Udupi: Marking the 50th anniversary of Kilvenmani massacre, Dalit writer and activists G Rajashekhar has slammed the media for ignoring the serious issues related to Dalit atrocities in India. Rajashekhar stated that media has been ignorant in covering the intolerance against Dalits and minorities.

District units of Karnataka Komu Souharda Vedike and Dalit Damanitara Swabhimani Horata Samiti have organised a meeting to mark the golden jubilee celebration to one of the biggest atrocities against Dalits that took place on December 25, 1968.

On that Christmas night forty-four Dalits, mostly women, and children were burnt alive in an ugly case of caste violence. Twenty women, 16 children, and five aged men were charred to death in the carnage.

Speaking at the event Rajashekhar said that the Dalits were working as farm labour in the land of landlords in Kilvenmani village in Tamil Nadu for daily wages. Later these landless workers organized themselves under the Communist Party of India (Marxist) and started demanding wages as per the work. This infuriated the landlords and aggravated the clashes and a landlord’s agent was killed. As a result, the landlords of the area launched carnage against the entire village. Within minutes the whole village was destroyed and some men, women, and children took refuge in a small hut. The attackers set the house on fire, burning all those inside to death. This incident is known as the Kilvenmani Massacre, he said.

Rajashekhar further stated that there was an increase in authoritarian tendencies in the country.

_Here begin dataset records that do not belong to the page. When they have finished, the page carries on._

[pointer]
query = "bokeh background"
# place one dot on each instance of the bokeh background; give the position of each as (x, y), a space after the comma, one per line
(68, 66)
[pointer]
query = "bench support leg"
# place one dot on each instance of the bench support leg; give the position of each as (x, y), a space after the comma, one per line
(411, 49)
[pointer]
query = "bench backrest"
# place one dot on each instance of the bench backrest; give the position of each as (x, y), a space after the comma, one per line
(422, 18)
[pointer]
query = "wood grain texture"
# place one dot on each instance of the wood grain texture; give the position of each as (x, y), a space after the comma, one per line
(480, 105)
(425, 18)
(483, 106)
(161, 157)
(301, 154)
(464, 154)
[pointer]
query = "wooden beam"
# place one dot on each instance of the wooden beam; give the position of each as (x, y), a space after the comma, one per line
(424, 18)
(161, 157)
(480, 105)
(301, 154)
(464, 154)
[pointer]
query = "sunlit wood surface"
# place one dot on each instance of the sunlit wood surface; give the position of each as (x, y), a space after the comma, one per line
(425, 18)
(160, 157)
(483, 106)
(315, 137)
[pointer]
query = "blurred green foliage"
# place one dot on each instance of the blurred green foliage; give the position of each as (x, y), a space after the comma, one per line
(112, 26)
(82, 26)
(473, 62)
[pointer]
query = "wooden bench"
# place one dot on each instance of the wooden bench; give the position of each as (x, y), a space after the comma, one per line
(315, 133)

Social activists who are trying to raise their voice against such injustice are being silenced. They are being arrested by police and often tortured by them. He also reminded of the Ishrat Jahan encounter and Haren Pandya murder case and said that it is not possible to be brushed away and forgotten.

The status of anti-Dalit violence is no different. The major incidents of persecution and massacre of Dalits; 1968 Kilveni Massacre, 1997 Melavalavu massacre, 2012 Dharmapuri anti-Dalit violence, 2013 Marakkanam anti-Dalit violence (All in Tamil Nadu), 1985 Karamchedu massacre, 1991 Tsundur massacre (All in Andhra Pradesh), 1996 Bathani Tola massacre, 1997 Laxmanpur Bathe massacre (All in Bihar), 1997 Rambai Killings, Mumbai, 2006 Khairlangi massacre, 2014 Javkheda Hatyakand (All in Maharashtra), 1999 Bant Singh killing in Punjab, 2000 caste persecution in Karnataka, 5 Dalits beaten/burnt to death for skinning a dead cow in 2006, 2011 killings of Dalits in Mirchpur (All in Haryana), 2015 anti-Dalit violence in Dangawas (Rajasthan) are among the scores of atrocities of Dalit persecution.

It was the duty of media to highlight such important issues, said Rajashekhar.

Interestingly, in almost all these cases perpetrators are yet to be identified or prosecuted. Even if identified the prosecution rate has never exceeded 20%.

The Vice-President of Karnataka Komu Souharda Vedike K Phaniraj said that while the atrocities against the Dalits are on the rise, the conviction rate was negligible.

Dalit and minority perpetrators of violence are efficiently put on trial by constituting special investigation teams and punished by fast track courts. But when the victims are Dalits or minorities no such urgency is shown and in such cases, the government is seen playing the game of ‘commission-commission’ said Shyamraj Birthi who was participating in the golden jubilee celebration.

However, in the subsequent trial, the landlords were convicted in this case and ten of them were sentenced to 10 years in jail in 1970.

1975, the Madras High Court acquitted the landlord quashing the Nagapattinam district court judgment, which had awarded them 10 years of prison terms. The main accused in the case was killed in a revenge attack in 1980, 12 years after the incident.